Artificial Intelligence turns digital interactions into garbage and physical interactions into gold. Here’s how.
Technology makes it easier for us to work, shop, and socialize remotely. But it doesn’t stop there. It also makes us distracted, skeptical of established truths, and lonelier than ever. Technology’s impact on on our lives is about to intensify dramatically driven by advances in Artificial Intelligence. This will present new challenges for all humans, and a great opportunity to operators of physical space.
Nothing Digital is Real
“We wanted flying cars, instead we got 140 characters” said Peter Thiel, co-founder of PayPal and the first outside investor in Facebook. This was in 2013, as part of a debate with Marc Andreessen, founder of Netscape and early investor in Slack, Twitter and dozens of other startups.
Today, the flying cars are just around the corner, but the impact of Twitter’s “140 characters” has been much deeper than predicted. We’ve seen it used to devastating effect in Donald Trump’s successful campaign to become the world’s most powerful man, and, more broadly, to undermine the credibility of media, government, and law enforcement institutions.
It’s about to get much worse.
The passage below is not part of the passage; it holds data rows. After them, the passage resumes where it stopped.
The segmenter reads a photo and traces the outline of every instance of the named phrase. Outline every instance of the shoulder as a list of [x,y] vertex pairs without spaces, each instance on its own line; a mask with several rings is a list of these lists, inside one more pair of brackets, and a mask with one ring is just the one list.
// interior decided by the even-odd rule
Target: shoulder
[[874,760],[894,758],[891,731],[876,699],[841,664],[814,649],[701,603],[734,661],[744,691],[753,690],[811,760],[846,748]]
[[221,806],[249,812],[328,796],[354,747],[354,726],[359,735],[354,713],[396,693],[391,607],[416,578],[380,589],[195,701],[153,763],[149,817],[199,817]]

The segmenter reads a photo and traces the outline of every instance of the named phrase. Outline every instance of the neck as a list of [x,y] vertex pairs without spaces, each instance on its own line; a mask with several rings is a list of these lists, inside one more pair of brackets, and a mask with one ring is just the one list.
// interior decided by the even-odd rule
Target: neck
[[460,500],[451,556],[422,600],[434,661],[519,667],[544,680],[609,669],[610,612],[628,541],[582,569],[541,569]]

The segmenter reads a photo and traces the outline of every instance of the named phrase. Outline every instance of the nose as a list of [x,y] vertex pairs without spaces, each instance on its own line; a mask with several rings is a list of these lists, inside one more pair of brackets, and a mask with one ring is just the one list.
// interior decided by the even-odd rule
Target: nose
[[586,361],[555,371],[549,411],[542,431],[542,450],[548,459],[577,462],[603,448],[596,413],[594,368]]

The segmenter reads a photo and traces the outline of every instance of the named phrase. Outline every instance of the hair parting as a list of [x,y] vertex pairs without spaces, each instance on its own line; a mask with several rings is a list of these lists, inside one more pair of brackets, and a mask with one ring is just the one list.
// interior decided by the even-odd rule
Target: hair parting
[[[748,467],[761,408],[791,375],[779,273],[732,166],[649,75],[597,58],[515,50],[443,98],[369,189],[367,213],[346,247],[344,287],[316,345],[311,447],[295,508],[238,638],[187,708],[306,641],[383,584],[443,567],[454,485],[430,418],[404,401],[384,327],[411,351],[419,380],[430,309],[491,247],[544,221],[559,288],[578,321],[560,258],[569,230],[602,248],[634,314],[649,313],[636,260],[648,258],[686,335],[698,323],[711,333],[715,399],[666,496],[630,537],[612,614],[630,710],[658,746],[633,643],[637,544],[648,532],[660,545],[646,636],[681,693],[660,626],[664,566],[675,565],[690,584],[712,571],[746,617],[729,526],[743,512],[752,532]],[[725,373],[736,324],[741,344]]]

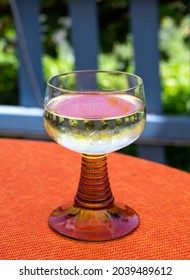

Technology currently makes it easy to spread lies. Soon, it will make it easy to create new truths. Every mobile phone now has the ability to swap faces of people in videos. The fakes are still pretty easy to spot, but they are improving quickly.
As this video of Princess Leia shows, the results are comparable — at least at lower resolution — to the multimillion dollar systems used to create the latest Star Wars movies. And on a proper computer, anyone can now create Deep Fakes, and insert their favorite actor into a scene he never participated in (as in this fake Nicolas Cage video).
Replacing faces is still challenging, but using someone’s real face to deliver a fake message is already pretty easy — as shown by this video of President Obama. And Artificial Intelligence can do more than just alter our existing media: it can turn written sentences into visual images, create fake human faces, and mimic human voice.
Online Interactions are Public Interactions
Beyond the risks of fake and manufactured identities, online interactions are also plagued by privacy concerns. This has been known for a while, but seems to be coming to a head with recent EU regulation concerning data protectionand US plans to investigate Facebooks’s data protection practices.
Shifting consumer preferences make it harder for online “operators” to make money, particularly since their business models are heavily geared towards monetizing data — as opposed to charging direct fees.
People are Becoming Amenities
While negative forces are limiting the attractiveness of online interactions, there are also positive forces pulling people offline. The more we are isolated by technology, the more we yearn to see other people.
The nature of work itself is changing. As Daniel H. Pink points out, the way we work has evolved from farming, to factory work, to knowledge work, and now — to creative work. The latter requires humans to interact, collaborate, empathize, and recognize patterns. It is anchored by meaningful experiences that motivate employees, influence colleagues, and engage customers (Breather, a flexible space operator, has a cool video about this).
Office spaces are becoming more dense than ever, and full of shared spaces. Shops are becoming more experiential and social, less focused on generating direct sales. Even supermarkets are suddenly becoming more social, drawing people who seek nothing more than the company of others. Hotels are experiencing a backlash against over-automation. And in Silicon Valley, offline dating is booming.
Physical Data is better than Digital Data
The opportunity for operators of physical space is not limited to providing new customer experiences. It also includes optimizing the cost structure and tapping into new revenue channels based on better use of data.
As WeWork recent experiment shows, machine learning (a “primitive” form of AI) can also help design more efficient spaces, increase density and wellbeing, and predict how they will be used.
Anything that happens within a physical space can be tracked and converted to structured data. AI can analyze security camera and other sensor and identify what objects people bring in and out of the space, discern emotions from looking at people’s faces, and even read lips.
And it doesn’t stop there. A small white box on the wall, emitting weak radio signals, is sufficient to identify changes to a person’s movements that indicate changes in brain function — enabling AI to begin to predict Alzheimer long before it becomes fully apparent. And by simply looking into a person’s eye, AI can now predict his risk of heart disease.
Facebook makes billions from knowing which brands and bands you like while browsing in your spare time. Imagine the value of knowing what you do, talk about, talk to, and feel like during the most active hours of your day— including knowing what you need or what ails you even before you become aware of it yourself. The potential is immense, and so are the privacy risks.
The Past is the Future
Data and technology present tempting opportunities for real estate developers and operators. To create long-term value, they will have to look beyond the low-hanging fruits of monetizing personal data and use technology to create experiences that are more like the past than the future: Less distracting; more conducive to thinking and creative work; physically pleasant at a visceral level; and delivered with a simple and clear business model — letting people know what they’re getting and what they’re giving in return.
Come to think of it, this sounds a lot like traditional real estate.